The Renewable Energy Association (REA) is keen to see that the government’s Gas Strategy, which is due to be published later today, is not detrimental to the role of renewables.
Chancellor George Osborne is widely understood to be considering handing generous tax breaks for shale gas exploration as part of his strategy to use newly built gas-fired power stations to meet the energy generation gap which is predicted to occur before the end of the decade.
The REA and others in the industry are concerned that a large future role for gas will see the UK miss legally binding carbon reduction targets and push green energy generation into a minor role.
REA Chairman Martin Wright said: “The IEA and the World Bank are sounding the alarm that we need to transform our energy systems urgently to avoid a temperature rise of four degrees. It will be ironic if the Chancellor fires the starting gun on a second ‘dash for gas’ – controversially shale gas at that – even as his colleagues scrabble for progress in Doha.

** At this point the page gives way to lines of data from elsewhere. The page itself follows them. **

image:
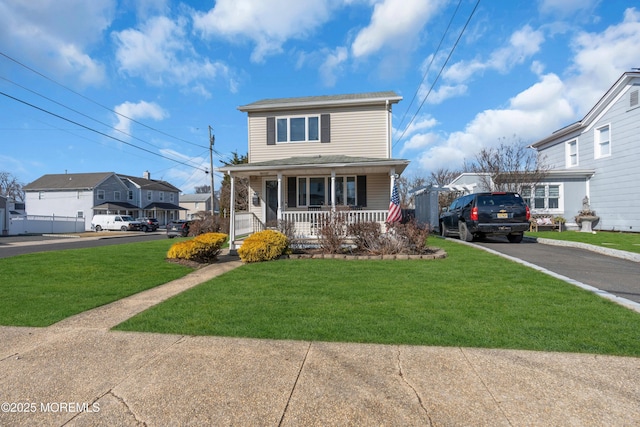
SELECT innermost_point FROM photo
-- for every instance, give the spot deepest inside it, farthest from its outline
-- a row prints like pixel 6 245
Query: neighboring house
pixel 313 155
pixel 194 203
pixel 596 157
pixel 83 195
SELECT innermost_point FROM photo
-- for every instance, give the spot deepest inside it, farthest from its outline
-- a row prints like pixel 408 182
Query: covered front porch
pixel 305 192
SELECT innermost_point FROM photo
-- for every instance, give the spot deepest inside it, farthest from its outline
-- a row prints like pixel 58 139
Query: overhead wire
pixel 97 103
pixel 96 131
pixel 440 72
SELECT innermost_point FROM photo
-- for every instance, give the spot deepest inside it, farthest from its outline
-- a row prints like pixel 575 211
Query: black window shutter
pixel 362 190
pixel 325 128
pixel 291 191
pixel 271 131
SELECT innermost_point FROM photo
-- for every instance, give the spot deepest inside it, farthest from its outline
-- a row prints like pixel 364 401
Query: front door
pixel 271 197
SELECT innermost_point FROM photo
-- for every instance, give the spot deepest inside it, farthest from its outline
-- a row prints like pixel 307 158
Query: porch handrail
pixel 247 223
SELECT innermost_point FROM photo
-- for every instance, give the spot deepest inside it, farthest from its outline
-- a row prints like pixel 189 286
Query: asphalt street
pixel 618 276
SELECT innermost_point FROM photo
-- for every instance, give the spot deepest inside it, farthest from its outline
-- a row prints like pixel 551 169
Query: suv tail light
pixel 474 214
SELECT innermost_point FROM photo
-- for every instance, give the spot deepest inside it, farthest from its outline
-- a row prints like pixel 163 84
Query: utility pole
pixel 212 139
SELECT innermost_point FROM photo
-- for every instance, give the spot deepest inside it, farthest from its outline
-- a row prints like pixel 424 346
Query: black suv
pixel 486 214
pixel 148 224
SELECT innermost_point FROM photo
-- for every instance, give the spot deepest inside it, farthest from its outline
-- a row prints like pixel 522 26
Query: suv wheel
pixel 464 232
pixel 515 238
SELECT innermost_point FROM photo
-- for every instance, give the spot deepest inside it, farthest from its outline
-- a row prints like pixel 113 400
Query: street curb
pixel 629 256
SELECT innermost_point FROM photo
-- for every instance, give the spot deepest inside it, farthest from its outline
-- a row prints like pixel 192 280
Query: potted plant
pixel 560 220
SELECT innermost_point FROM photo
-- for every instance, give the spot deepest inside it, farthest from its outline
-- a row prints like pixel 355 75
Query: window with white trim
pixel 602 140
pixel 572 153
pixel 298 129
pixel 542 197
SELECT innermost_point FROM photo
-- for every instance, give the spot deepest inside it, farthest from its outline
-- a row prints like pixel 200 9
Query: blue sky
pixel 72 70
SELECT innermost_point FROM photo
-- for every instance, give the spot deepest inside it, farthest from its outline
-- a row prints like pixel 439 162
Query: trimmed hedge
pixel 203 248
pixel 263 246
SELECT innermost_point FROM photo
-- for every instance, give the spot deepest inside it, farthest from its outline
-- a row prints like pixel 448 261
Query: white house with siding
pixel 597 157
pixel 312 155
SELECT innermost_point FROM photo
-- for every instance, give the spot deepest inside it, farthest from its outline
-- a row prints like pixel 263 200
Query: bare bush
pixel 333 234
pixel 207 223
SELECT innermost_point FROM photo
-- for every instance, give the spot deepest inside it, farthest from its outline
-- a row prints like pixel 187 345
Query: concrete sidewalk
pixel 78 373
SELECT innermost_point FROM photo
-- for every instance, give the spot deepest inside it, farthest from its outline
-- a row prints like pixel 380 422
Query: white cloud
pixel 160 53
pixel 137 111
pixel 333 65
pixel 393 23
pixel 530 115
pixel 565 8
pixel 41 33
pixel 600 59
pixel 268 24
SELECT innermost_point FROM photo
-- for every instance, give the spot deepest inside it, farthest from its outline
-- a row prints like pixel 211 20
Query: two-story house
pixel 596 157
pixel 83 195
pixel 317 154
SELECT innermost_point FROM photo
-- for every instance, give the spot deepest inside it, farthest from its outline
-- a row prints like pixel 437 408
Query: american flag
pixel 395 214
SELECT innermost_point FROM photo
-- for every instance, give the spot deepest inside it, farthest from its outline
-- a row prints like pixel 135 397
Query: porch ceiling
pixel 317 165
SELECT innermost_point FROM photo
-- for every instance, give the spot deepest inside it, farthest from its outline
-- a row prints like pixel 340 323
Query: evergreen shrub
pixel 263 246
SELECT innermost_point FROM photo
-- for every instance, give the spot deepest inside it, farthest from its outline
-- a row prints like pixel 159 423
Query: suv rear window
pixel 499 200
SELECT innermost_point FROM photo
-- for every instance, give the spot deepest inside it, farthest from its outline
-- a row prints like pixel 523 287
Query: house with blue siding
pixel 598 158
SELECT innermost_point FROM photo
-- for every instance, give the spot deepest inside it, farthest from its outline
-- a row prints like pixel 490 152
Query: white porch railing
pixel 307 223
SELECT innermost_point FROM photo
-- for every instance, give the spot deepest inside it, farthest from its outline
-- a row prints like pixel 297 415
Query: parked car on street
pixel 475 216
pixel 114 222
pixel 148 224
pixel 178 227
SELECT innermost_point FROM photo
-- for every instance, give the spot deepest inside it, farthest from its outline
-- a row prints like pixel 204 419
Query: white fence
pixel 38 224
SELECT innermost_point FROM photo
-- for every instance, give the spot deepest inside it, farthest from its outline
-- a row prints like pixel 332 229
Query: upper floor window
pixel 298 129
pixel 602 141
pixel 572 153
pixel 542 196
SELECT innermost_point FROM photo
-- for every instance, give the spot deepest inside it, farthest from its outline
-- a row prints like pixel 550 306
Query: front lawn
pixel 629 242
pixel 43 288
pixel 471 298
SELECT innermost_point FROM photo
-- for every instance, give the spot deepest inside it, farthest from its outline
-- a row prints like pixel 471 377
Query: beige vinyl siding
pixel 360 133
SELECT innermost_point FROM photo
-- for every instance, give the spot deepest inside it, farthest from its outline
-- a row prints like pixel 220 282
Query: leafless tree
pixel 241 187
pixel 510 166
pixel 10 187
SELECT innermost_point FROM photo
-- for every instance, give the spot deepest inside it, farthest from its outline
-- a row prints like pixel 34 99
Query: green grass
pixel 42 288
pixel 471 298
pixel 629 242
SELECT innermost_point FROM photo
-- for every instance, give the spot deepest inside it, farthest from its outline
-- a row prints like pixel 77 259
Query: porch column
pixel 232 214
pixel 333 190
pixel 279 210
pixel 392 174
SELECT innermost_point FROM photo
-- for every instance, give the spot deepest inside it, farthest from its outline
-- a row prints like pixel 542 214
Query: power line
pixel 453 48
pixel 97 131
pixel 433 57
pixel 97 103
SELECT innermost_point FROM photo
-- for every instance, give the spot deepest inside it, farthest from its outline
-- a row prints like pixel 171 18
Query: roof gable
pixel 607 100
pixel 322 101
pixel 71 181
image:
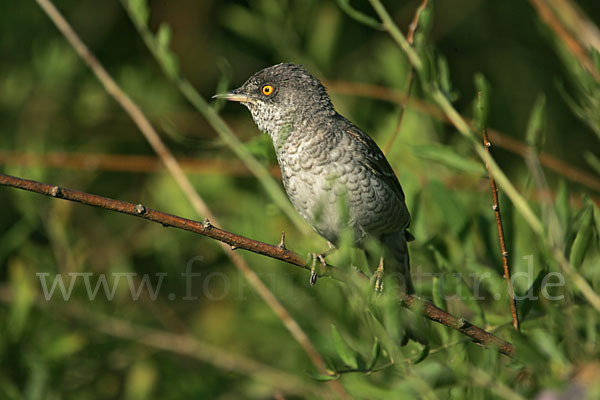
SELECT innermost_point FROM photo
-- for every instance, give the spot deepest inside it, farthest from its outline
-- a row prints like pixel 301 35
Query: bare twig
pixel 206 228
pixel 502 180
pixel 503 251
pixel 125 162
pixel 412 28
pixel 173 167
pixel 500 139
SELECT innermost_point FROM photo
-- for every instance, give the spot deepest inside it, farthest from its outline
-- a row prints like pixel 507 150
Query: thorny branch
pixel 278 252
pixel 167 158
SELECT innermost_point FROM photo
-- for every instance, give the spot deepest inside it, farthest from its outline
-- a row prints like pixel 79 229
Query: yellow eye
pixel 267 90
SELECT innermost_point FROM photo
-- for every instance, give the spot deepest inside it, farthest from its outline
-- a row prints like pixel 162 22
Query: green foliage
pixel 212 336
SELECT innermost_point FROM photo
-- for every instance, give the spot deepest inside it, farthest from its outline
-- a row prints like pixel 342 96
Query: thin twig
pixel 412 28
pixel 503 251
pixel 214 119
pixel 502 180
pixel 182 344
pixel 500 139
pixel 553 21
pixel 206 228
pixel 173 167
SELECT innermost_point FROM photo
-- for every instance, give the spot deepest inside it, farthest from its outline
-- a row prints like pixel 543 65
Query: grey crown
pixel 334 174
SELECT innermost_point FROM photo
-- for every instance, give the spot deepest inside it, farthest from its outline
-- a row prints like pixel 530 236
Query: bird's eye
pixel 267 90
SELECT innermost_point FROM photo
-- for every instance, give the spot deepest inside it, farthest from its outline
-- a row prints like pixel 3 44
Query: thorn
pixel 463 323
pixel 281 244
pixel 313 269
pixel 379 277
pixel 56 191
pixel 139 209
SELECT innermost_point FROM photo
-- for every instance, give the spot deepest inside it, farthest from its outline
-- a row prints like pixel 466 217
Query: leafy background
pixel 58 125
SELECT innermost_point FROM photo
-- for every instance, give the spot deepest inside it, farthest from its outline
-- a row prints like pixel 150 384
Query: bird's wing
pixel 374 159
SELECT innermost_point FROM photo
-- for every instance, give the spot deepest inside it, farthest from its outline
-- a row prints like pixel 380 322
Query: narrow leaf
pixel 582 239
pixel 347 355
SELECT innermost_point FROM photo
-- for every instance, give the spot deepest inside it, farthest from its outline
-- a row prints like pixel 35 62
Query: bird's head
pixel 281 96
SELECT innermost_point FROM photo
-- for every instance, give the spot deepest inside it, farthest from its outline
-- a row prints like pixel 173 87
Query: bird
pixel 334 174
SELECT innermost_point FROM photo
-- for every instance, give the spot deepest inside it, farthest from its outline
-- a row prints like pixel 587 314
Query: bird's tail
pixel 397 245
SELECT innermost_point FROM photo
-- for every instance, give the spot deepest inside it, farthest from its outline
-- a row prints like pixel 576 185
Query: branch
pixel 412 28
pixel 569 40
pixel 146 128
pixel 278 252
pixel 500 139
pixel 465 130
pixel 503 251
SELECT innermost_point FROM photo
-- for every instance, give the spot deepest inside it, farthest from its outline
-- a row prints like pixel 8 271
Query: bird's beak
pixel 234 95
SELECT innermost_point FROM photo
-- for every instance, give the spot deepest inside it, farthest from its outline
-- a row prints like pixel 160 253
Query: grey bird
pixel 334 174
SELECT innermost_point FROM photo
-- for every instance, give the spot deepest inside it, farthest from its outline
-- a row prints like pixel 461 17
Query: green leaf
pixel 454 212
pixel 163 37
pixel 347 355
pixel 139 11
pixel 449 157
pixel 166 57
pixel 375 353
pixel 323 377
pixel 439 298
pixel 583 237
pixel 592 160
pixel 535 127
pixel 563 210
pixel 525 305
pixel 423 355
pixel 359 16
pixel 483 99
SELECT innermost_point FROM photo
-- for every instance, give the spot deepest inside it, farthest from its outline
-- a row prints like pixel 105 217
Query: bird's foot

“There should be no question of a conflict between gas and renewables. Gas could complement the growth of renewables, but a massive expansion will jeopardize climate change objectives. It is significant that last week the Energy Bill was announced by DECC, whereas it is the Chancellor who is announcing the Gas Strategy. When taken with the failure to set a carbon reduction target in the Bill, and an Emissions Performance Standard for gas that fails to bite until 2045, it appears that central Government is prioritising fossil fuels over renewables.”
Last week a report by WWF and Greenpeace showed that an expansion of the offshore wind sector, as opposed to investing in gas fired electricity generating capacity, would create up to 70,000 jobs by 2030 and add £20bn to GDP. The country would also benefit from saving £8bn a year which is currently spent on importing gas.